"After Texas’s big freeze exposed wind and solar as total failures, the wind and solar cult have been left licking their wounds.
... In an effort to resurrect the reputation of renewables, Joe Biden’s Democrats quietly shipped in hundreds of megawatts worth of diesel generators.
Apparently, in an attempt to pretend that there was nothing for renewables critics to see in Texas.
... Tilak Doshi takes a calm and collected look at what can be learned from an unhinged reliance on chaotically intermittent wind and solar.
The Catastrophic Texas Blackouts: Lessons For The Developing Countries
Forbes
Tilak Doshi
4 March 2021
The recent severe snowstorm in the US led to a catastrophic power outage in Texas leaving millions of people without access to power or heat for several days, with a mounting death toll that has yet to be fully tallied.
The state was about 4 minutes and seconds away from a total grid collapse that would have left the state’s residents for weeks or months without power.
If that were to have happened, tens of thousands of people would have been at the risk of freezing to death.
Political leaders in Asia, Africa and Latin America, well aware that reliable and affordable electricity for their burgeoning middle classes is a pre-requisite of staying in office, would no doubt incredulously ask “How could this happen in Texas, the energy power-house of the US, the country which surpassed Russia in 2011 to become the world’s largest producer of natural gas and overtook Saudi Arabia in 2018 to become the world’s largest producer of oil?”
Energy planners and grid engineers in many developing countries work with creaky grid infrastructure and frequent breakdowns lead many of their customers to own diesel gen-sets as ready backups.
The irony will not be lost: last week, President Biden ordered the federal government to provide diesel generators and diesel fuel along with other assistance to Texas amid the power outages brought on by extreme cold.

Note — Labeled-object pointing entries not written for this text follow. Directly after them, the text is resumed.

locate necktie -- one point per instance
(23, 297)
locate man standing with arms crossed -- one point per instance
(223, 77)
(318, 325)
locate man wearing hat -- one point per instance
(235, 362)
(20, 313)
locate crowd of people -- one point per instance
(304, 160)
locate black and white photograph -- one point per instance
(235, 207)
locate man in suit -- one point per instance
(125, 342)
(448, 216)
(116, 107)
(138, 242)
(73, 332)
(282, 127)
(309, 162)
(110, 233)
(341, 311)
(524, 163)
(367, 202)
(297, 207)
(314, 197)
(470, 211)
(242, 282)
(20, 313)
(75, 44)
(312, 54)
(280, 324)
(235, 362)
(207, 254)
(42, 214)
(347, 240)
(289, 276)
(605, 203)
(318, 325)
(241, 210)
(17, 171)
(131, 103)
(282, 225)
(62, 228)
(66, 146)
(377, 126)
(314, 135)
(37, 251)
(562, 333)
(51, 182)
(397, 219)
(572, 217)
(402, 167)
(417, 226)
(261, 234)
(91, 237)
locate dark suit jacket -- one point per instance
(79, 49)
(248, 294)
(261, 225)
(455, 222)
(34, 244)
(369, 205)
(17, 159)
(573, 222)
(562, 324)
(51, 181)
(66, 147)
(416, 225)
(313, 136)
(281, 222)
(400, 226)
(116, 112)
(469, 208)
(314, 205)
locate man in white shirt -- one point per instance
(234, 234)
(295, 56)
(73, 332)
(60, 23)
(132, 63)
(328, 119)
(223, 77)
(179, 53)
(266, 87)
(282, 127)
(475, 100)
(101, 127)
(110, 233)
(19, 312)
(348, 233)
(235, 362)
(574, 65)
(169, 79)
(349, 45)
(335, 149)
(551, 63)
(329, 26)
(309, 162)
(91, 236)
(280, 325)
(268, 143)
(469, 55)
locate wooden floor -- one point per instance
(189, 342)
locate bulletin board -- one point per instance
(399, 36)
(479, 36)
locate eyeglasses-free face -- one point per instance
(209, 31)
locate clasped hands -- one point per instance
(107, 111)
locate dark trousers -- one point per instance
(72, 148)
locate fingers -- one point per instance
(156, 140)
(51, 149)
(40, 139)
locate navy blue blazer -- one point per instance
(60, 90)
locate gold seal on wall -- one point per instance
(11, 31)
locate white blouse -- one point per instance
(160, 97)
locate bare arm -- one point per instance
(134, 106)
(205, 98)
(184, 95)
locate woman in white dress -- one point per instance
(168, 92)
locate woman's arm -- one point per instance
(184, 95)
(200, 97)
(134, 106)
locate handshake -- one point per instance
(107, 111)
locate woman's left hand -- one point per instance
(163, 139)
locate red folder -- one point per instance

... UK’s The Telegraph ran a headline: “Blackouts in energy-rich Texas are a wake-up call for knife-edge Britain.”
... Like most controversies in America these days, the failures of the Texas power grid when it was most needed led to a blizzard of blame and finger-pointing largely along partisan lines.
... The fate of many a planner or politician around the world depends quite literally on getting on the right side of the debate over the Texas debacle.
For developing countries, the stakes are far higher as the lower per capita incomes of their constituents carry risks that few in the rich world can appreciate.
Perhaps the cause of the blackouts was simply the once-in-a-generation extreme weather for which neither coal, gas, nuclear or wind generators were prepared, due to short sighted, profit-focused planning in a deregulated market (as the Texas Tribune would have it).
... For those whose professional work is in the engineering, economics and public policy aspects of power grids, the Texas debacle has been a long time coming.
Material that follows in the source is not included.